The result was the 44-page “The Bible in American Life” report, which noted the four-centuries-old King James Version of the Bible is far from dead. Despite its archaic language and a market flooded with newer, more modern English translations, more than half of the individuals and two-fifths of the congregations surveyed still prefer the King James Bible.

African Americans reported the highest levels of Bible engagement:

• Seventy percent of all blacks said they read the Bible outside of public worship services, compared to 44 percent for whites, 46 percent for Hispanics and 28 percent for all other races.

• Bible memorization is highest among black respondents, 69 percent, compared to 51 percent among white conservative Protestants and 31 percent among white moderate/liberal Protestants.

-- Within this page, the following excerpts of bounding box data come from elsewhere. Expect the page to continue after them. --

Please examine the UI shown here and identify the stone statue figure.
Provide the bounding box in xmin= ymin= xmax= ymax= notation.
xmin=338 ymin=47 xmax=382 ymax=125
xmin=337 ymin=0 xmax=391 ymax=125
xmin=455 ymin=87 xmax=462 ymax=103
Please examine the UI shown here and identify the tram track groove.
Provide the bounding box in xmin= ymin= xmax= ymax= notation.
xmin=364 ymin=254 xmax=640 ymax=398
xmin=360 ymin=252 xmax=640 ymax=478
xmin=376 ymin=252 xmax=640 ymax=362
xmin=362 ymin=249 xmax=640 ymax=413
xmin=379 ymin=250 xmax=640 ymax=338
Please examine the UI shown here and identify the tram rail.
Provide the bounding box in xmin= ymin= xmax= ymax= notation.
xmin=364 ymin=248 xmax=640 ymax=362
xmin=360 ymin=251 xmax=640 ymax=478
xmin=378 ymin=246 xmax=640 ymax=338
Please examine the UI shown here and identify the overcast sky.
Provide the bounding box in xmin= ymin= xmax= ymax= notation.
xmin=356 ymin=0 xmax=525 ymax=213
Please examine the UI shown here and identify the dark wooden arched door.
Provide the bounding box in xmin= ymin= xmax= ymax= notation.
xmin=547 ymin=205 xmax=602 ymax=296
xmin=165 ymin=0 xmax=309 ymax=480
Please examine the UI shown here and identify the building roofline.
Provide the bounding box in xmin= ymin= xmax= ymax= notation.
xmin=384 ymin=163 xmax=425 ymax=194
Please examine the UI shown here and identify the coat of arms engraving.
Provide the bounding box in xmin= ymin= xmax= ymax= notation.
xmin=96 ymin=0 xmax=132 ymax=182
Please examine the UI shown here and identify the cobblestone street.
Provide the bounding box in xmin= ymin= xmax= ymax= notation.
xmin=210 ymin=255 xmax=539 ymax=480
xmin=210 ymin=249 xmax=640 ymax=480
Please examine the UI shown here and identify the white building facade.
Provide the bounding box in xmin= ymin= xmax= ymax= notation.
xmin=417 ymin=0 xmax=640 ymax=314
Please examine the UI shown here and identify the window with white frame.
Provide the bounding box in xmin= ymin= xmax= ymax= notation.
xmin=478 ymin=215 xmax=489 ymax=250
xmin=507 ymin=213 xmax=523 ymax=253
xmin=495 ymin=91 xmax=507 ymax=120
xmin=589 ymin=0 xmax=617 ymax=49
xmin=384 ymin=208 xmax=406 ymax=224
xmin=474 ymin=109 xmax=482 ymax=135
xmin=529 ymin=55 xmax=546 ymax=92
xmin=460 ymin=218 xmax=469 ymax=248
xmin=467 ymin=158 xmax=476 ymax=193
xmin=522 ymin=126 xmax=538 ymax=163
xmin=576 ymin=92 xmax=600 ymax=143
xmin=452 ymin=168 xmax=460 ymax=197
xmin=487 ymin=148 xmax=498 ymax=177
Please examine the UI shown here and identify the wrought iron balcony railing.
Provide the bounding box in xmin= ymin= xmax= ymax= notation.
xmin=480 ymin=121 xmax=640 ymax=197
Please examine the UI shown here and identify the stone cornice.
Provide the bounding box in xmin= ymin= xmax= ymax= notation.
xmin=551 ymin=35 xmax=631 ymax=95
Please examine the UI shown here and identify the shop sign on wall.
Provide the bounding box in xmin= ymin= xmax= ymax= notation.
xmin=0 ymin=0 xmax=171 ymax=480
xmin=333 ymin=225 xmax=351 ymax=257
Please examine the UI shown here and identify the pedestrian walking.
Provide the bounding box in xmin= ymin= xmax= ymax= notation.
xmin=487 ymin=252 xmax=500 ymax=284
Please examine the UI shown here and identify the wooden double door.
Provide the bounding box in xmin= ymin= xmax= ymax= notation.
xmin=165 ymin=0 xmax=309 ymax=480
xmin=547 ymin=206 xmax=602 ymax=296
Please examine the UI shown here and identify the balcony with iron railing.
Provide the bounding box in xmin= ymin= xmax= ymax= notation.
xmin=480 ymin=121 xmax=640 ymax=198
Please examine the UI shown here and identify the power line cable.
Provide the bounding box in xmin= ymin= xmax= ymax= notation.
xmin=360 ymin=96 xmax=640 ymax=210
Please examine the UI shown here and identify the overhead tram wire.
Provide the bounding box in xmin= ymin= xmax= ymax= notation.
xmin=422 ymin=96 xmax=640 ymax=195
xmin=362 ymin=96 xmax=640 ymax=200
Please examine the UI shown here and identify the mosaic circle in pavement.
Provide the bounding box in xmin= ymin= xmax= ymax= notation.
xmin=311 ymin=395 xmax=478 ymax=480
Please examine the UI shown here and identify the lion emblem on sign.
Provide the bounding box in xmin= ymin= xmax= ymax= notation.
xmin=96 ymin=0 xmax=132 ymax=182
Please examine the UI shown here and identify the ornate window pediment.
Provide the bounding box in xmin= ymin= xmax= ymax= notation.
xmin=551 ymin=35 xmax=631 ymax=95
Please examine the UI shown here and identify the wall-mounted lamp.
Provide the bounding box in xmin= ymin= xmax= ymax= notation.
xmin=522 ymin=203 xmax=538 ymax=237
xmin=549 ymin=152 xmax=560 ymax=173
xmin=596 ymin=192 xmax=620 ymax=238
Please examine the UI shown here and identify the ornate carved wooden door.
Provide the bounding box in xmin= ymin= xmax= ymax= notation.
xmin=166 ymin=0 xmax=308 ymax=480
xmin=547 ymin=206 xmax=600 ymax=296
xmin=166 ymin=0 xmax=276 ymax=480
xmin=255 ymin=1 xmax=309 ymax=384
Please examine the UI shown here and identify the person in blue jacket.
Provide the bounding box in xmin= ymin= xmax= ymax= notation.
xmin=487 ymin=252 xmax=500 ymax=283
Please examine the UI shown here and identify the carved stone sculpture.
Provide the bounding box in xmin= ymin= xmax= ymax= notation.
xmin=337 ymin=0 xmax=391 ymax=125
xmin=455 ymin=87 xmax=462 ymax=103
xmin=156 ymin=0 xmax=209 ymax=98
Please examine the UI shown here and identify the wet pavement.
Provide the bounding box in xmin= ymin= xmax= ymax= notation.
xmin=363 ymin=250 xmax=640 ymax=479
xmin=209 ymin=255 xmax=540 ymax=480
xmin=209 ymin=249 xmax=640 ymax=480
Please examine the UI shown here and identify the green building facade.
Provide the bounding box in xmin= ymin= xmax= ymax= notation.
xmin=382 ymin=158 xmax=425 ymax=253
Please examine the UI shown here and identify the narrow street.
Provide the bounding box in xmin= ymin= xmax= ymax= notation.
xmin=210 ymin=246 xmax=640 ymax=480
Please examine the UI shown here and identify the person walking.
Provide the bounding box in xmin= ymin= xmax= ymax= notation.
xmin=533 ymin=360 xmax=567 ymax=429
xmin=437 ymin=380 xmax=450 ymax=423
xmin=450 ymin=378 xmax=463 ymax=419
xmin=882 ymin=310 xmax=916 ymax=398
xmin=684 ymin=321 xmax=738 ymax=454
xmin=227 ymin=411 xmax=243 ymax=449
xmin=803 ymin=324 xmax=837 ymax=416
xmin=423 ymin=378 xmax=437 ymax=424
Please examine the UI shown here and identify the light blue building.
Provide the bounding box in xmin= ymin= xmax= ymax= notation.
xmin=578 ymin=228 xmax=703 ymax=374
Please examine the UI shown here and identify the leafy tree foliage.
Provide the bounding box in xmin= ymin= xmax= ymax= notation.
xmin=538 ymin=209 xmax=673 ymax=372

Roughly half of Americans have read religious scripture outside of a public worship service in the past year. For 95 percent of those, the Bible is the scripture they read.

What did the study reveal about Bible readers?

• Most of those people read at least monthly, and a substantial number — 9 percent of all Americans — read every day.

• Women were more likely to read than men; older people were more likely to read than younger; Southerners were more likely to read than those of any other region.

• The percentage of verse memorizers among Bible readers (48 percent) equates to roughly a fourth of the American population as a whole, or nearly 80 million people.

• Psalm 23 — which begins “The Lord is my shepherd” — was the most popular Biblical passage.

• Younger people, those with higher salaries and, most dramatically, those with more education among the respondents read the Bible on the Internet or an e-device at higher rates.